4.4.2. Analisis pori dengan Brunauer-Emmett-Teller (BET)
Analisis dengan menggunakan analisis BET membuktikan luas permukaan
yang spesifik dari bahan dengan multilayer nitrogen yang mengukur adsorpsi

sebagai fungsi tekanan relatif menggunakan otomatis analyzer. Teknik ini meliputi
daerah eksternal dan daerah pori yang ditentukan dengan total luas permukaan
spesifik dalam m2/g yang mempelajari efek porositas dan ukuran partikel dalam
aplikasnya.
4.4.3. Analisis kandungan pelet menggunakan Spektroskopi Serapan Atom
(SSA)
Analisis menggunakan SSA dilakukan unuk menentukan kosentrasi elemen
logam yang terkandung dalam sampel. Dimana lampu yang terdapat dalam SSA
dihasilkan oleh lampu katoda berongga. Di dalam lampu terdapat katoda logam
silinder yang mengandung logam untuk eksitasi, dan anoda. Ketika tegangan tinggi
diterapkan pada anoda dan katoda, atom logam di katoda tereksitasi dalam
memproduksi cahaya dengan spektrum emisi tertentu. Jenis tabung katoda
berongga tergantung pada logam yang dianalisis. Elektron dari atom dalam nyala
dapat dipromosikan ke orbital yang lebih tinggi untuk sesaat dengan menyerap
sejumlah energi. Jumlah energi ini adalah khusus untuk transisi elektron tertentu
dalam elemen tertentu. Jumlah energi yang dimasukkan ke dalam api telah
diketahui, dan jumlah yang tersisa di sisi lain (pada detektor) dapat diukur, dapat
diperhitungan berapa banyak transisi ini terjadi, kemudian diperoleh sinyal yang
proporsional untuk konsentrasi elemen yang diukur.

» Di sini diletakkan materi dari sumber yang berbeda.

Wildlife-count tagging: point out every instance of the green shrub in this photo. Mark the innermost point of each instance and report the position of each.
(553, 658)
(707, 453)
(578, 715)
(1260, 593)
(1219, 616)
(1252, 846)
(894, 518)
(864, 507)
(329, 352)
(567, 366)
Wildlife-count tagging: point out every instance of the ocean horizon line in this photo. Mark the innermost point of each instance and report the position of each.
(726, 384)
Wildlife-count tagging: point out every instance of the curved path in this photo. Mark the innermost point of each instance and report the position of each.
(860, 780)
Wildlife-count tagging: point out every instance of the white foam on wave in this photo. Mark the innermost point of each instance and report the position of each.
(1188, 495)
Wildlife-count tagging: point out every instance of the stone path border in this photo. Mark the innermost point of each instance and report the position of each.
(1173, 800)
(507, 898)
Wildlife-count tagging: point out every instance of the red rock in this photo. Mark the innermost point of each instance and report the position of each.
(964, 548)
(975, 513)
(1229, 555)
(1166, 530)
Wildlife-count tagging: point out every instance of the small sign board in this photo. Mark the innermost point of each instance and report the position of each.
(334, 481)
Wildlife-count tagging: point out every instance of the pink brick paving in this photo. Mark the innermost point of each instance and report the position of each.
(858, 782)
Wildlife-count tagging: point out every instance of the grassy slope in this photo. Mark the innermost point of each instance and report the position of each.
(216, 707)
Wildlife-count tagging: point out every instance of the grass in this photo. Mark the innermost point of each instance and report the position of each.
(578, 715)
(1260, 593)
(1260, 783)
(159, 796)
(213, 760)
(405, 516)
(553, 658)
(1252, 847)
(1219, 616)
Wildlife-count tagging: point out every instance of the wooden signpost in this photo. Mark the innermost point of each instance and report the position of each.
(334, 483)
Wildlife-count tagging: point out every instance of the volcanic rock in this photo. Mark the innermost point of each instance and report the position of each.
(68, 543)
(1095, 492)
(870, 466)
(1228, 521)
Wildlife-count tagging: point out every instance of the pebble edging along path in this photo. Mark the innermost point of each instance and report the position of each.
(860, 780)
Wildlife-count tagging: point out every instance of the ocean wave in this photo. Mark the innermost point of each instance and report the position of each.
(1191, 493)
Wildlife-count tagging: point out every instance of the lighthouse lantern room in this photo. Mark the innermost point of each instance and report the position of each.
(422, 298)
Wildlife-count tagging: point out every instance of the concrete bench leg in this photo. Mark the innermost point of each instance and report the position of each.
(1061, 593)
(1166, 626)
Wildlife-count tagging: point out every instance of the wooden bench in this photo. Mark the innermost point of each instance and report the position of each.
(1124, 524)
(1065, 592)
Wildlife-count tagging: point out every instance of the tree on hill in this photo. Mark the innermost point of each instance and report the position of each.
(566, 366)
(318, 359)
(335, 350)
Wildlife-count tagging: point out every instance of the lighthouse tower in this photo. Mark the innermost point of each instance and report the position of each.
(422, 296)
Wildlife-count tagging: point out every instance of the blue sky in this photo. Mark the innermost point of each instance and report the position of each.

4.4.4. Analisis struktur pelet dengan X-ray diffraction (XRD)


Analisis menggunakan XRD digunakan untuk mengetahui struktur kristal, yang
berdasarkan interferensi konstruktif sinar-X monokromatik dan sampel kristal. SinarX yang dihasilkan oleh tabung sinar katoda, disaring untuk menghasilkan radiasi
monokromatik, masuk ke dalam coll untuk mendeteksi konsentrasi yang ada yang
diarahkan ke sampel. Interaksi sinar dengan sampel menghasilkan interferensi
konstruktif (dan sinar difraksi) ketika kondisi terpenuhi dengan Hukum Bragg (n =
2d sin ). Hukum ini berkaitan dengan panjang gelombang radiasi elektromagnetik
dengan sudut difraksi dan jarak kisi dalam sampel kristal.